Ilya goes into All-Star weekend planning to spend some time with the his new best friend Kip. Shane does not go into All-Star weekend planning to come out to Scott Hunter, it just kind of happens. Scott is resigning himself to the fact that his boyfriend takes in strays, which means that Ilya Rozanov is now a more or less permanent fixture in his life.

Notes:

I have next to no knowledge of how the hockey All-Star Game works, particularly in relation to the players’ schedules, and if you think I’m going to do research to make anything about this fic accurate, you’re tremendously mistaken.

(See the end of the work for more notes.)

Work Text:

Kip really needed to stop agreeing to things without getting all the details. Agreeing to blind dates, taking shots without questioning what was in them, helping friends move into 5th floor apartments where oh, did I not tell you? The elevator is broken. All of these things could have been avoided with a few more questions.

Yet another case in point: agreeing to travel to the All-Star Game with Scott. A lot of players brought their significant others and kids, so Kip wasn’t worried about standing out too much. And Kip loved watching hockey, so it wasn’t exactly a hardship to get to watch the game and skills competitions.

The problem was that Scott had asked him to go before the location had been announced. Thinking things would be like the previous year in Miami, Kip imagined a downright tropical vacation and escape from the brutal New York winter. He couldn’t jet away and completely leave his responsibilities behind - his advisor wanted the latest draft of his master’s thesis by the end of the week - but he figured editing it wouldn’t be as bad if he were doing it while sipping a mai tai by the pool.

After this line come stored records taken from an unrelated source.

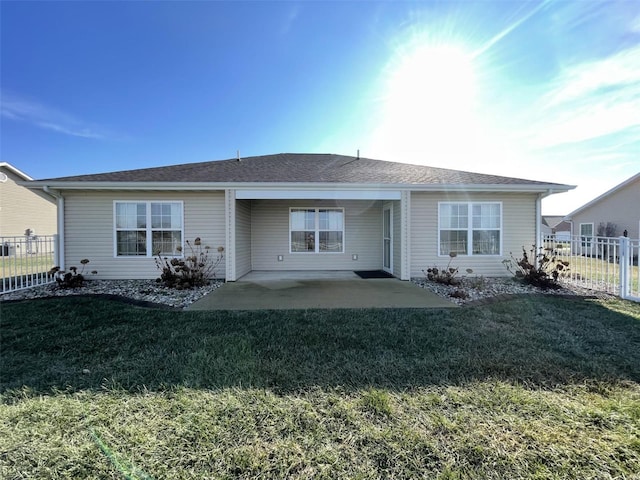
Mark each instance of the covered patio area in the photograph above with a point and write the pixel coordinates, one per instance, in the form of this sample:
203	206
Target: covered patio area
287	290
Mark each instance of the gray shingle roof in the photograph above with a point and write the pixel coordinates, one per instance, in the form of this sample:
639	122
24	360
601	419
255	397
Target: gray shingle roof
302	168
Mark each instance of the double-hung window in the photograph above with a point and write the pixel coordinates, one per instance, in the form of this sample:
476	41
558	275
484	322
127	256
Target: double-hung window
467	228
586	234
148	228
316	230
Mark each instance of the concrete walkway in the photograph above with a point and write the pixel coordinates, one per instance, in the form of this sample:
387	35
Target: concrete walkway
304	290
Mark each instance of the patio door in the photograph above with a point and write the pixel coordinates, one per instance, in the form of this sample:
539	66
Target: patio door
387	239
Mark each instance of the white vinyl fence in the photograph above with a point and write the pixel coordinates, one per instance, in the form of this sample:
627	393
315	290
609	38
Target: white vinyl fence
26	260
607	264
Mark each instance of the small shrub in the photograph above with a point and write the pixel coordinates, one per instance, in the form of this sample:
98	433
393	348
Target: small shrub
446	276
194	270
540	270
478	283
71	279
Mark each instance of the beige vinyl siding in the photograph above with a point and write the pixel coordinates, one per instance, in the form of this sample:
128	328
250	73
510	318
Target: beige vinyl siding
622	208
22	209
270	236
243	237
518	230
89	230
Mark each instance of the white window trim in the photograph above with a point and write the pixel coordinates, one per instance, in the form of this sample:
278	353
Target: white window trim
470	228
148	228
587	241
317	231
593	226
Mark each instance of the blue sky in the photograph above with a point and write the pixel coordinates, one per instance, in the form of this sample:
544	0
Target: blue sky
541	90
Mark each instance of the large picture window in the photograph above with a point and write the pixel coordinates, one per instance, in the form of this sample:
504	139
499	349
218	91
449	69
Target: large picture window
316	230
148	228
470	228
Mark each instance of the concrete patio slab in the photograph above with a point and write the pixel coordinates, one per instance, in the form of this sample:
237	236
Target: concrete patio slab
303	290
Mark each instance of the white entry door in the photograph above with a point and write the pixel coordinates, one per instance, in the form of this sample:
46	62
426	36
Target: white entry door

Then the league announced that the All-Star Game this year would be held in Minneapolis and poof! went Kip’s vacation fantasy. He couldn’t drink a mai tai in the snow. That was just wrong.

Unfortunately just because sunny skies were out of the picture didn’t mean his thesis worries were too. Which is how Kip found himself staring intently at his laptop not at a poolside bar, but in the hotel’s cafe. Thankfully through years of collegiate education, he had Pavloved himself in knowing that coffee shop equals school work time, so he had been cruising through this latest round of rewrites.

Kip had also trained himself to ignore the background hustle and bustle of the coffee shops he worked in, which meant he didn’t register someone approaching him until the screeching of chair legs on the floor alerted him that they had pulled a chair up to his table.

“What are you doing?” Asked none other than Ilya Rozanov. Because, really, who else would see Kip working as hard as he was and think that what he really needed was a distraction.

Kip doesn’t know where exactly it ranks on his list of weird life experiences, but becoming friends with Ilya was certainly top 10. Earlier this season after a game in New York, Ilya had wandered into the Kingfisher for a drink and wheedled his way into a friendship with Kip. One thing graduate students and professional athletes had in common was hectic schedules, so he hadn’t seen Ilya since that day, but they had a fairly active text thread. Ilya Rozanov, captain of the Boston Raiders, terror on the ice, loved raccoon memes. Who knew?

“Working on my thesis.” If Ilya wasn’t going to bother with greetings and niceties - which, when did he ever? - then neither was Kip, who didn’t even look up from his screen.

“I think you misunderstand,” Ilya said. “I mean, what are you doing and why is it not spending time with your bestest friend and favorite hockey player?”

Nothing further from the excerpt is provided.